Namun, begitu produk China membanjiri pasar dengan harga murah, model memikat, dan trendi, produsen tekstil lokal rontok. Semua usaha garmen terpukul. Kalah bersaing, terutama dari aspek harganya.
Perdagangan tekstil betul-betul rusak. Sebab, jaring perdagangan menyebabkan penyebarannya merata ke seluruh penjuru daerah. Semua orang berdagang, tanpa memperhitungkan titik jenuh pasar. Akhirnya, tekstil lokal dilibas.
Sebagian besar pedagang menyebutkan, akar permasalahan terletak pada peraturan ketenagakerjaan. Ditambah lagi kebijakan pemerintah yang mengimpit proses produksi, seperti kenaikan bahan bakar minyak, pajak, dan retribusi. Diperparah lagi dengan pungutan liar.
Sekali lagi, kita tidak bisa menutup mata. Aturan ketenagakerjaan, terutama masalah upah, menyebabkan sebagian besar pengusaha tekstil dan garmen di negeri ini gelisah. Mereka beralih menjadi pedagang karena pusing memikirkan buruhnya yang sebentar-sebentar demonstrasi. Mogok kerja.
Ada juga pengusaha tekstil yang mengimbangi dengan menghidupkan pabriknya secara optimal di luar negeri, seperti di China. Mengejar peningkatan produksi di China menjadi lebih terjamin karena buruh patuh, taat pada jam kerja, dan cekatan beradaptasi dalam desain baru.

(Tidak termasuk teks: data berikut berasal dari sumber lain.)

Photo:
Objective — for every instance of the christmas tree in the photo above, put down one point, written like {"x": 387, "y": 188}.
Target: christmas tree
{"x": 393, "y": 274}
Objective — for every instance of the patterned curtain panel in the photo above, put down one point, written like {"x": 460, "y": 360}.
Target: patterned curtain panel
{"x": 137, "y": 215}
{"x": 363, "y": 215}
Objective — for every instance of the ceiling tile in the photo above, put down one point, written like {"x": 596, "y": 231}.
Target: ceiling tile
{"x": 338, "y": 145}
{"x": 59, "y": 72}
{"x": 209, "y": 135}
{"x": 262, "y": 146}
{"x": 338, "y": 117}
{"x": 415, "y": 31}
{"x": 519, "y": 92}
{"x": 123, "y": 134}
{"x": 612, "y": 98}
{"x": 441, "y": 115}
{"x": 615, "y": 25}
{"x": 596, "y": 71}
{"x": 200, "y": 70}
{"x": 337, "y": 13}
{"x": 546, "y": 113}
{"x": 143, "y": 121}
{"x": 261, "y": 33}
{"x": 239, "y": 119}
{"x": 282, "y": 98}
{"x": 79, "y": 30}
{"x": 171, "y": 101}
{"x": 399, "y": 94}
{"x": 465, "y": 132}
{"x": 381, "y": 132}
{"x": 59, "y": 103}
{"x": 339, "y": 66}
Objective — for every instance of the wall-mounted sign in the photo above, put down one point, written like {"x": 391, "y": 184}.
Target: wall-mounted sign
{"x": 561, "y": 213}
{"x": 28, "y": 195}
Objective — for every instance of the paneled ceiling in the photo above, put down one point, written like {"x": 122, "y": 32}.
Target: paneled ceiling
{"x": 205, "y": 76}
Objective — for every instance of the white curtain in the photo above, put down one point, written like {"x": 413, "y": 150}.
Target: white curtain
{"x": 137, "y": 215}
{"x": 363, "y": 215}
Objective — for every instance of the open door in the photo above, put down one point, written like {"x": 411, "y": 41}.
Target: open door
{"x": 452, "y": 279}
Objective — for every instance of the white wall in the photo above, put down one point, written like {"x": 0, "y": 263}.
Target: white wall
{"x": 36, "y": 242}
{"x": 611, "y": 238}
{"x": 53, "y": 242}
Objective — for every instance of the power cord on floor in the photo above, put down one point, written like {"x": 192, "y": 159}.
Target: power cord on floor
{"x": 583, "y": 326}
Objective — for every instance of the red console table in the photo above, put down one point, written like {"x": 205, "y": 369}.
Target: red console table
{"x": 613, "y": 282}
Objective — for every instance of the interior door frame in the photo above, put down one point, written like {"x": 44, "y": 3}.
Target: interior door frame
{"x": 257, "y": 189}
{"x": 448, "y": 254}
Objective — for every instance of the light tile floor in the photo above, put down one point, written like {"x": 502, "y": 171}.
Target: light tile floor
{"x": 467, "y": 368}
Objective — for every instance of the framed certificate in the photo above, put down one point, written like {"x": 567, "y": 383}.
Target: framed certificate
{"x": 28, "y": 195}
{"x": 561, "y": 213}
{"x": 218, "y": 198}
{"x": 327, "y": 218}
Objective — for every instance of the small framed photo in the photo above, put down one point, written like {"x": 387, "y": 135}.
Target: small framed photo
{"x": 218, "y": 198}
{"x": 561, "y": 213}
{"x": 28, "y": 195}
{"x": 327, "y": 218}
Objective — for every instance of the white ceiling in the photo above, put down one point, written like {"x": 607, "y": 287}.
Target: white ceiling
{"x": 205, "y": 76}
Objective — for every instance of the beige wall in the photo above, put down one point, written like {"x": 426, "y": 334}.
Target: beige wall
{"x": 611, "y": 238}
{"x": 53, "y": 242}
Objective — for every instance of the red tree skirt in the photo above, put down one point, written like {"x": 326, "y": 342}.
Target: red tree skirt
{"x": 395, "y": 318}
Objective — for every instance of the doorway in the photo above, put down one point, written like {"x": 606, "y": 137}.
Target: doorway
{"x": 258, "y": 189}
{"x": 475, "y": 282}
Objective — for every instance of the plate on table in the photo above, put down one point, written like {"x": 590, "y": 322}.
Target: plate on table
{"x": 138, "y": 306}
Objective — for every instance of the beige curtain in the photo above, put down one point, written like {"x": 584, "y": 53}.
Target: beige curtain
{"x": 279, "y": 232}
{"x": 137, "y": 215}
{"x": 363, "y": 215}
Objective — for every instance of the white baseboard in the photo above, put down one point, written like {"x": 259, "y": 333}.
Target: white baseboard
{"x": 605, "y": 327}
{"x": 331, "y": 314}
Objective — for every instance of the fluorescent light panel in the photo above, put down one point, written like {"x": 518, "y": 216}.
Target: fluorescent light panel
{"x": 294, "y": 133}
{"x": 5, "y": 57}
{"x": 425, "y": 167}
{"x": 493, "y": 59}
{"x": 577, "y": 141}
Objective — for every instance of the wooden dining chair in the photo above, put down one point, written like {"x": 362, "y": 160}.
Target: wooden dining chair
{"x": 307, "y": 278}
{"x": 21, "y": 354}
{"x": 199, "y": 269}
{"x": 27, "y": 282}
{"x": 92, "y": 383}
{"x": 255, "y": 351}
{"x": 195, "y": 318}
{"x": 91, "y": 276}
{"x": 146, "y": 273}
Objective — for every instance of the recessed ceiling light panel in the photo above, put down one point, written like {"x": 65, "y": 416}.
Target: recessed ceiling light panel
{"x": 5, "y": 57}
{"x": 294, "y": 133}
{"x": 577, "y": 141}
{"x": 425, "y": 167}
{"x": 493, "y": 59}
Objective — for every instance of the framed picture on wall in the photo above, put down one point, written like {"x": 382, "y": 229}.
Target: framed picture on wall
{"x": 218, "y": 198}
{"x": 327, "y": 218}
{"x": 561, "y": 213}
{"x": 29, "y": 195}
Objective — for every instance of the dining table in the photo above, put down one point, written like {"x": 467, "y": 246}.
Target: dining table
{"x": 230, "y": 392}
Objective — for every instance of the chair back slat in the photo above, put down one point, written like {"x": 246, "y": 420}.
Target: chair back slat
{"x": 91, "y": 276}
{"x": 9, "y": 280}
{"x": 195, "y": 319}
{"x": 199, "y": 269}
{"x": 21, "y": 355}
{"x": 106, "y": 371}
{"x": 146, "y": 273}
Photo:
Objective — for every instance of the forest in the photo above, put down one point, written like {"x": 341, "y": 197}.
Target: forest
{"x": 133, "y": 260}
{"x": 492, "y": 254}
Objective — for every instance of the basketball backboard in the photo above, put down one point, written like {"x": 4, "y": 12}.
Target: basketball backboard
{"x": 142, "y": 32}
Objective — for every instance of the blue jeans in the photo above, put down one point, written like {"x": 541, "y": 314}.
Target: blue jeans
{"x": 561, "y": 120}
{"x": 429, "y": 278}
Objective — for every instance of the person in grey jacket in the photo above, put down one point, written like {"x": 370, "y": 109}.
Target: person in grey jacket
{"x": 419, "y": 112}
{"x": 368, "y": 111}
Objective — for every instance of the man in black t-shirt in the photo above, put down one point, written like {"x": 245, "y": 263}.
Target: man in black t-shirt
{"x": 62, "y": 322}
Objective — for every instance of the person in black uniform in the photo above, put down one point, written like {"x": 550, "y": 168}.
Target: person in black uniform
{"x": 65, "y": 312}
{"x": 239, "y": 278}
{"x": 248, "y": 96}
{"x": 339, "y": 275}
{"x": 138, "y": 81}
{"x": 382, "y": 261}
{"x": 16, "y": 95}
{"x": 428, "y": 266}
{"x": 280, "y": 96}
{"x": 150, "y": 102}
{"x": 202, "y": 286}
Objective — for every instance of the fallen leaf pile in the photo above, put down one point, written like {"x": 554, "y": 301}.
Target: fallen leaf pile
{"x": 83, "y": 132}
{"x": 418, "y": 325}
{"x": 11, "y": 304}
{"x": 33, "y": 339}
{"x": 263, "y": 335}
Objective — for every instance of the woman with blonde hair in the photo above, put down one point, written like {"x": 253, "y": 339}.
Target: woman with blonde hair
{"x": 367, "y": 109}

Inilah cara bertahan di negeri ini, kata Ruddy, pedagang tekstil.
Chotibul Umam, pengusaha konfeksi di Sukabumi Selatan, Kebon Jeruk, Jakarta Barat, mengaku stok pakaian jadinya terus ditolak. Kondisi ini sudah terjadi hampir tiga bulan ini. Hampir setengah penjahit saya sudah diberhentikan dulu, kata Chotibul, yang memiliki tenaga kerja 10 orang.
Kini waktunya untuk koreksi diri dan segera mengambil langkah untuk berbenah diri. Ini merupakan pekerjaan rumah pemerintah dan juga semua komponen yang berkepentingan di negeri ini.